Slashdot Mirror


Major Linux/Athlon CPU bug discovered

GeorgeFrancisco writes "I recently installed the nVidia drivers so I could play TuxRacer on my Athlon. Problem is it kept inexplicably hanging Linux. Now I know why. The CPU bug affects Athlon/Duron/Athlon MP AGP users. Fortunately there's a way around it, and: "Alan [Cox] is going to try to add some kind of Athlon/AGP CPU bug detection code to the kernel so that it will be able to auto-downgrade to 4K pages when necessary." Read more on the Gentoo Linux site."

32 of 402 comments (clear)

  1. For once Microsoft manged to fix it first by bob1000 · · Score: 2, Informative
    1. Re:For once Microsoft manged to fix it first by Skuto · · Score: 2, Informative

      >Why place all the blame on AMD? If you write
      >pentium-optimized code, what's so surprising if it
      >won't work exactly right on an AMD?

      It's not _nothing_ _whatsoever_ to do with Pentium optimized code.

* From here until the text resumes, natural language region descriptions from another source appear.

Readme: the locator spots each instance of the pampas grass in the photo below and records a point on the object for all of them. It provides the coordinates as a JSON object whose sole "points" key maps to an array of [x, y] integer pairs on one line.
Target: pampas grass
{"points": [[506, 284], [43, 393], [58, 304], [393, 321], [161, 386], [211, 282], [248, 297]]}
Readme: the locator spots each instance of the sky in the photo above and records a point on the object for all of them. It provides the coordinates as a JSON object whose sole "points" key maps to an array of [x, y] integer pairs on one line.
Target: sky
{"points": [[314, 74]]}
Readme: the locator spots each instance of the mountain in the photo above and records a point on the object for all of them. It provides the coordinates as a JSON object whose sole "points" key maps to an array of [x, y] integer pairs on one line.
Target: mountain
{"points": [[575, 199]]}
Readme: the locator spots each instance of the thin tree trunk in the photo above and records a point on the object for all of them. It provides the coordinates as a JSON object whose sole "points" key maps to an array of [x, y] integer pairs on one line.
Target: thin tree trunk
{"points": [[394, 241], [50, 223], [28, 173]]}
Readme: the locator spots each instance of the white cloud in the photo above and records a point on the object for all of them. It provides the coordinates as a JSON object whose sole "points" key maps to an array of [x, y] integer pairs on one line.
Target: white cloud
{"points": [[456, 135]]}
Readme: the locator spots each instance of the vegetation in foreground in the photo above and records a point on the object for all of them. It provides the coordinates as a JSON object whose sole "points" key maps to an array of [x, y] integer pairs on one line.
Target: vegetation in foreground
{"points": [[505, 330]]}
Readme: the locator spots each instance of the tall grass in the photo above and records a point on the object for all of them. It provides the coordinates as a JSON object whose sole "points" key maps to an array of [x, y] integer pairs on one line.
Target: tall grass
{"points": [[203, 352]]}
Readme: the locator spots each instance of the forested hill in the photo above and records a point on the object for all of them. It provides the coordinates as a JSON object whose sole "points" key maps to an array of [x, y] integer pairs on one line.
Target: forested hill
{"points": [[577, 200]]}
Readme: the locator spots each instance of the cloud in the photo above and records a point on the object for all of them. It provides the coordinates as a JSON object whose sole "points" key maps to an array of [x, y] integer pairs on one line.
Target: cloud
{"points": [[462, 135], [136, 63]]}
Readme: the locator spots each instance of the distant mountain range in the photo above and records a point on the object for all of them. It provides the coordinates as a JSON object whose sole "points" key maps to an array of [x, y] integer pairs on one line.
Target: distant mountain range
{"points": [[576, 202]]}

It's a new feature that both Intel and AMD cpu's support. Or in AMD's case, are supposed to support.

      --
      GCP

    2. Re:For once Microsoft manged to fix it first by Anonymous Coward · · Score: 1, Informative
      The question is if AMD documented this bug in their errata, or just fixed for Windows 2000 and figured that was good enough.

      AFAICT from AMDs Technical Resources, the patch is all there is. So AMD is infact concealing the bug, trying to make it look like a tiny "registry problem".

      Sorry, but that was a bad move, guys. Much worse than the Pentium bug thingy, which was rather theoretical, anyway.

  2. And we were blaming the NVIDIA drivers... by npietraniec · · Score: 2, Informative

    It really shows up if you use the pre-empt kernel patch. Ever since I added the workaround, things have been pretty solid. (not that it's been that long)

  3. Don't think so by Metrollica · · Score: 2, Informative

    I don't think so. AMD reverse engineered the x86 and made their own implementation without Intel's crap in it.

    AMD's version of the x86 that is in the Athlon and the Duron runs faster than Intel's chips because of this reverse engineering.

    This bug could be a problem of reverse engineering the x86. It doesn't say Intel's chips have the problem.

    --



    --Metrollica
  4. Re:Nice write-up. by bob1000 · · Score: 2, Informative

    Add 'mem=nopentium' to your lilo/grub/whatever bootup or compile the kernel for i386 to avoid extended cpu operations. The fault is something in the page size extension and agp.. which is strange because I though agp would be more of a chipset issue than processor.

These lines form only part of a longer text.